Our development efforts are focused on SoCs that provide both human viewing and
computer vision functionality. As a result, we believe that our future revenue
growth, if any, will significantly depend upon our ability to expand within
camera markets with our AI and computer vision technology, particularly in the
professional IP security and home security and monitoring camera markets, as
well as emerging markets such as AI-enabled security cameras, AI-based driving
applications, including driver monitoring systems, advanced blind spot
detection, object detection, and deep learning algorithms for HD mapping
solutions, OEM automotive advanced driver assistance systems, or ADAS,
applications, and industrial and robotics markets. We expect our research and
development expenditures to increase in comparison to prior periods as we devote
additional resources to the development of innovative video and image processing
solutions with increased functionality, such as AI and CV capabilities, and as
we target new markets.

We sell our SoC solutions to leading original design manufacturers, or ODMs, and
OEMs globally, and in the automotive market, we also sell to Tier-1 suppliers.
We refer to ODMs and Tier-1 automotive suppliers as our customers and OEMs as
our end customers, except as otherwise indicated or as the context otherwise
requires.

Our sales cycles typically require a significant investment of time and a
substantial expenditure of resources before we can realize revenue from the sale
of our solutions, if any.
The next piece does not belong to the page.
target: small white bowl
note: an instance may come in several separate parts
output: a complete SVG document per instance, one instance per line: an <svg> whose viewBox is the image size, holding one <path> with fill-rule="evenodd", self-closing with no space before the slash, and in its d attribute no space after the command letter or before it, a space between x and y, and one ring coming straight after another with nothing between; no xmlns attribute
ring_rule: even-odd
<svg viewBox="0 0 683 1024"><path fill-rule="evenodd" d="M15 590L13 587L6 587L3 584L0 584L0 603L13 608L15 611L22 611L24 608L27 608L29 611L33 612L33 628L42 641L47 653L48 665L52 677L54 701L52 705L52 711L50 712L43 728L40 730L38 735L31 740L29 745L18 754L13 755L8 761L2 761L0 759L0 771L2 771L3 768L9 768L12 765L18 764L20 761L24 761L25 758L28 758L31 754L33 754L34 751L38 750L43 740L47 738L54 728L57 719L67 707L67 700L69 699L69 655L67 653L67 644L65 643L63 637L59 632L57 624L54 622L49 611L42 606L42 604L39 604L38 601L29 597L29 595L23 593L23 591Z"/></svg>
Our typical sales cycle consists of a multi-month
sales and development process involving our customers' system designers and
management and our sales personnel and software engineers. If successful, this
process culminates in a customer's decision to use our solutions in its system,
which we refer to as a design win. Our sales efforts are typically directed to
the OEM of the product that will incorporate our video and image processing
solution, but the eventual design and incorporation of our SoC into the product
may be handled by an ODM or Tier-1 supplier on behalf of the OEM.

Volume production may begin within 9 to 18 months after a design win, depending
on the complexity of our customer's product and other factors upon which we may
have little or no influence. In general, design cycles will be longer in the OEM
automotive and industrial and robotics markets than in the IP security and
consumer device markets. Once our solutions have been incorporated into a
customer's design, they are likely to be used for the life cycle of the
customer's product. Conversely, a design loss to a competitor will likely
preclude any opportunity for future revenue from such customer's product. Even
if we obtain a design win and our SoC remains a component through the life cycle
of a customer's product, the volume and timing of actual sales of our SoCs to
the customer depend upon the production, release and market acceptance of that
product, none of which are within our control. A portable consumer device
typically has a product life cycle of 6 to 18 months, while an IP security
camera typically has a product life cycle of 12 to 24 months. We anticipate that
product lifecycles will typically be longer than 24 months in the OEM automotive
and industrial and robotics markets, as new product introductions occur less
frequently in these markets.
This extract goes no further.